Crewmembers checked impoverished villagers’ health and painted a clinic in western Cambodia on Saturday, the Associated Press reported, while at a nearby Buddhist pagoda, a team of Navy doctors examined those in a queue of about 200 villagers, some holding their crying babies.

A civil affairs coordinator attached to the U.S. Embassy in Cambodia said the ship’s doctors were set to offer primary health and dental care to about 300 villagers Sunday, according to the wire service report.

The Navy’s last trip to Cambodia unfolded under drastically different circumstances, according to the www.aeroflight.co.uk military-history Web site:

On May 12, 1975, Khmer Rouge naval forces seized the U.S. merchant ship SS Mayaguez and its 40-man crew in international sea lanes. President Ford launched the Navy, Air Force and Marines on a massive military rescue mission three days later.

But unknown to military planners, the merchant crew had been released in good health before the Marines reached the Mayaguez, finding it deserted. The USS Wilson found the crew on a Thai fishing boat and transferred them to the USS Holt.

The incident marked the last official battle of U.S. involvement in the Vietnam War. Counting 23 airmen killed in a CH-53 crash, 41 servicemembers lost their lives during the crisis and 35 Marines and six airmen were wounded. The Khmer Rouge are believed to have executed three Marines left behind inadvertently.

Names of the U.S. troops killed, including the three Marines, are the last on the Vietnam Veterans Memorial in Washington.

The Gary is expected to remain in Cambodia until Tuesday, the Navy announced previously. Sailors are to interact with the local community in activities including sporting events and medical aid. The crew also is scheduled to conduct exchanges with the Royal Cambodian navy.

“We’ve been very pleased so far,” 7th Fleet spokesman Lt. Steve Curry said Saturday. “This has been planned for quite some time. It’s just another routine port visit we do to build partnerships and work on relationships with other countries in the Pacific. … The people in Cambodia are very excited to have the Gary there.”

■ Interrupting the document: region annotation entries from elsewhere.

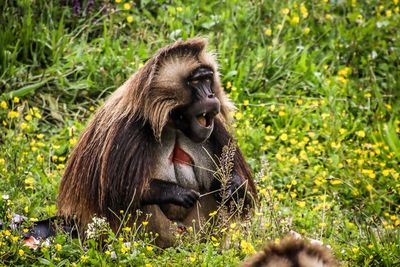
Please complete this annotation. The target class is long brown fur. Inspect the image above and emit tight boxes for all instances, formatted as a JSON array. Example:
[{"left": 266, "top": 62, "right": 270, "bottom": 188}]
[
  {"left": 57, "top": 38, "right": 256, "bottom": 239},
  {"left": 241, "top": 237, "right": 340, "bottom": 267}
]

The Oliver Hazard Perry-class guided missile frigate is assigned to Destroyer Squadron 15 out of Yokosuka Naval Base, Japan, part of the 7th Fleet and the Navy’s forward-deployed forces.

“USS Gary’s visit to Cambodia shows not only an expansion, but a deepening of relationship,” U.S. Ambassador to Cambodia Joseph A. Mussomeli was quoted in the releaseas stating. “While this is clearly a military ship and has a military purpose … it also has a humanitarian purpose and a diplomatic purpose.”